- Born: 1929 Milan
- Died: 16 January 2010 (aged 80–81) Rockville, Maryland
- Occupation: Photographer
- Known for: Paparazzi pioneer

= Felice Quinto =

Italian photographer

Felice Quinto (1929 – 16 January 2010) was an Italian photographer. He was known for his photographs of celebrities and often referred to as the "king of paparazzi." It is reported that he was the inspiration of the paparazzi character in Federico Fellini's 1960 film La Dolce Vita.

==Biography==
Quinto was born in Milan in 1929. He later moved to Rome.

===Career in Europe===
Quinto began working as a photographer c. 1956. After striking up a friendship with director Federico Fellini, he was offered a role in Fellini's upcoming film, La Dolce Vita. Quinto declined the offer for financial reasons, although he did take a role as an extra. He has been reported as being the inspiration for that film's character Paparazzo.
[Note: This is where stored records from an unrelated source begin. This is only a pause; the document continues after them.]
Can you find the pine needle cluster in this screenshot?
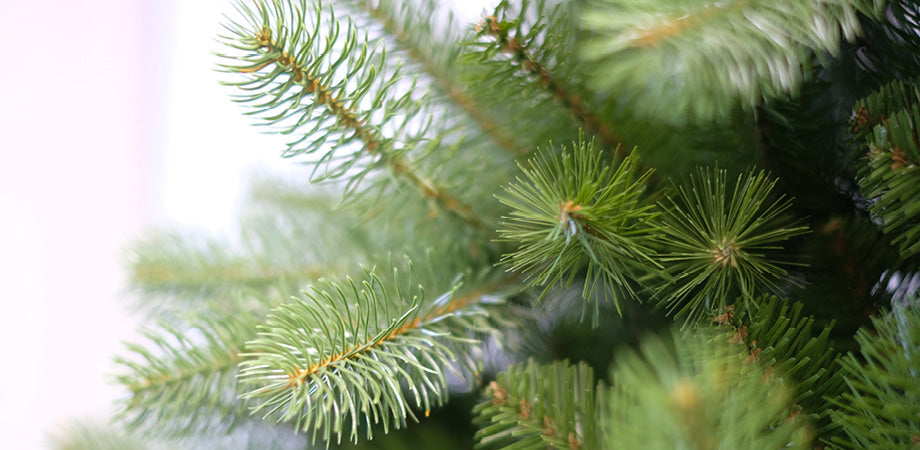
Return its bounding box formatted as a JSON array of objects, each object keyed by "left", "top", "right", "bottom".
[{"left": 497, "top": 136, "right": 659, "bottom": 309}]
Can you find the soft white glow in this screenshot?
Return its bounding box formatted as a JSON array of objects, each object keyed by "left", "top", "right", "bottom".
[
  {"left": 160, "top": 0, "right": 291, "bottom": 231},
  {"left": 0, "top": 1, "right": 151, "bottom": 448}
]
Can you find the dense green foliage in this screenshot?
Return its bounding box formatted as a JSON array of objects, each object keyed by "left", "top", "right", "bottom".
[
  {"left": 51, "top": 0, "right": 920, "bottom": 448},
  {"left": 831, "top": 301, "right": 920, "bottom": 448}
]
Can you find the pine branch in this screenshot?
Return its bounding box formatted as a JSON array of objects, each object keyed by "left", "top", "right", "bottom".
[
  {"left": 341, "top": 0, "right": 529, "bottom": 157},
  {"left": 130, "top": 232, "right": 332, "bottom": 298},
  {"left": 831, "top": 299, "right": 920, "bottom": 448},
  {"left": 497, "top": 135, "right": 660, "bottom": 310},
  {"left": 115, "top": 316, "right": 256, "bottom": 436},
  {"left": 466, "top": 1, "right": 767, "bottom": 183},
  {"left": 239, "top": 263, "right": 520, "bottom": 445},
  {"left": 655, "top": 167, "right": 809, "bottom": 324},
  {"left": 718, "top": 298, "right": 845, "bottom": 440},
  {"left": 126, "top": 186, "right": 376, "bottom": 318},
  {"left": 606, "top": 330, "right": 813, "bottom": 448},
  {"left": 472, "top": 359, "right": 599, "bottom": 449},
  {"left": 853, "top": 77, "right": 920, "bottom": 259},
  {"left": 580, "top": 0, "right": 883, "bottom": 123},
  {"left": 219, "top": 0, "right": 491, "bottom": 235},
  {"left": 471, "top": 0, "right": 624, "bottom": 156}
]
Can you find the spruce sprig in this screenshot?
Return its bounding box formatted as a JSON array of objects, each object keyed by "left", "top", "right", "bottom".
[
  {"left": 340, "top": 0, "right": 528, "bottom": 158},
  {"left": 853, "top": 77, "right": 920, "bottom": 259},
  {"left": 219, "top": 0, "right": 488, "bottom": 233},
  {"left": 462, "top": 0, "right": 619, "bottom": 159},
  {"left": 220, "top": 0, "right": 412, "bottom": 183},
  {"left": 656, "top": 168, "right": 809, "bottom": 324},
  {"left": 472, "top": 359, "right": 599, "bottom": 449},
  {"left": 126, "top": 185, "right": 383, "bottom": 319},
  {"left": 115, "top": 315, "right": 255, "bottom": 436},
  {"left": 831, "top": 299, "right": 920, "bottom": 448},
  {"left": 723, "top": 298, "right": 844, "bottom": 440},
  {"left": 473, "top": 0, "right": 622, "bottom": 153},
  {"left": 238, "top": 263, "right": 514, "bottom": 445},
  {"left": 496, "top": 135, "right": 660, "bottom": 310}
]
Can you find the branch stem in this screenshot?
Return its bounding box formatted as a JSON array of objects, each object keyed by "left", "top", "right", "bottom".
[
  {"left": 127, "top": 348, "right": 242, "bottom": 394},
  {"left": 480, "top": 19, "right": 624, "bottom": 157},
  {"left": 356, "top": 1, "right": 529, "bottom": 156},
  {"left": 285, "top": 283, "right": 505, "bottom": 387},
  {"left": 242, "top": 32, "right": 491, "bottom": 234}
]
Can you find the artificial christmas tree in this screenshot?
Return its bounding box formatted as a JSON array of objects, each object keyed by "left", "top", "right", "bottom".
[{"left": 73, "top": 0, "right": 920, "bottom": 447}]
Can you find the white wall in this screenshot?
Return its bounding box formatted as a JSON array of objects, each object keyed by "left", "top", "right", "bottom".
[{"left": 0, "top": 1, "right": 154, "bottom": 448}]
In 1960, Quinto took pictures of actress Anita Ekberg and a married movie producer sharing a kiss. Ekberg, who had coincidentally starred as a starlet targeted by paparazzi in La Dolce Vita, is reported to have later shot at him with a bow and arrow in the early morning as he waited outside her house; the shots injured Quinto in his hand.

Two years later, Quinto took a picture of Elizabeth Taylor in a "compromising" position with Richard Burton while she was filming Cleopatra. The proof of Taylor's relationship with Burton while both were still married caused a scandal to erupt, with Taylor being condemned by both the United States House of Representatives and the Vatican. The image has been credited as establishing the reputation of the paparazzi, described by Maureen Callahan of The New York Post as being "documentarians of postmodern culture".

===Life in America===
In 1963, Quinto moved to the United States to work for the Associated Press (AP) after marrying Geraldine Del Giorno. As a photographer for the AP, he covered the funeral of John F. Kennedy and marches in the Civil Rights Movement. He then went on to work at Studio 54.

Quinto retired in 1993.

On 16 January 2010, Quinto died of pneumonia in Rockville, Maryland.

==Legacy==
Quinto has been called the "king of the paparazzi" and is noted as pioneering several common paparazzi techniques, including hiding in bushes, wearing disguises, and following his targets throughout the city.

==Publications==
- Studio 54: the Legend. teNeues, 1997. Photographs by Quinto; text by Anthony Haden-Guest; concept and additional text by Niels Kummer. ISBN 9783823821182.